Moreover, this model enables to incorporate future developments with the same methodology. In the first term, a more accurate bone density distribution, that is, not by Gruen zones but by individual elements in the mesh, could be used. That requires a planned collection of BMD data, by means of DXA or CT scan images. More complex damage models can be added, including mechanical behavior of anisotropic or mixed models, based on both strains and stresses. It would also be possible to include crack growth models fitting to the results of in vitro bone fracture. Finally, a parametric finite element model of the femoral head could be performed including both the loads produced on the bone and the shape and dimensions of a specific patient.

Despite DXA measurements just quantify bone mass and not bone quality, it is widely accepted as a macroscopic indicator of bone strength and stiffness and also that micro-fractures exert an important influence on the mechanical strength of the bone.

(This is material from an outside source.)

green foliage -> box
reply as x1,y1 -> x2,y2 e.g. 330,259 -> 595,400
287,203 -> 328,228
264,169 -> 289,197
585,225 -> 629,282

Finally, clinical trials are needed to validate the proposed model in order to apply it to the clinical practice helping for treatment decisions.

Conclusions

A mechanical model based on Damage and Fracture Mechanics and DXA measurements, for predicting the probability of fracture in osteoporotic patients has been carried out. The model represents a first step towards the development of new tools for diagnosis and prevention of osteoporosis. The incorporation of clinical measurements and simulation results will be useful for an individualized monitoring and treatment in specific patients.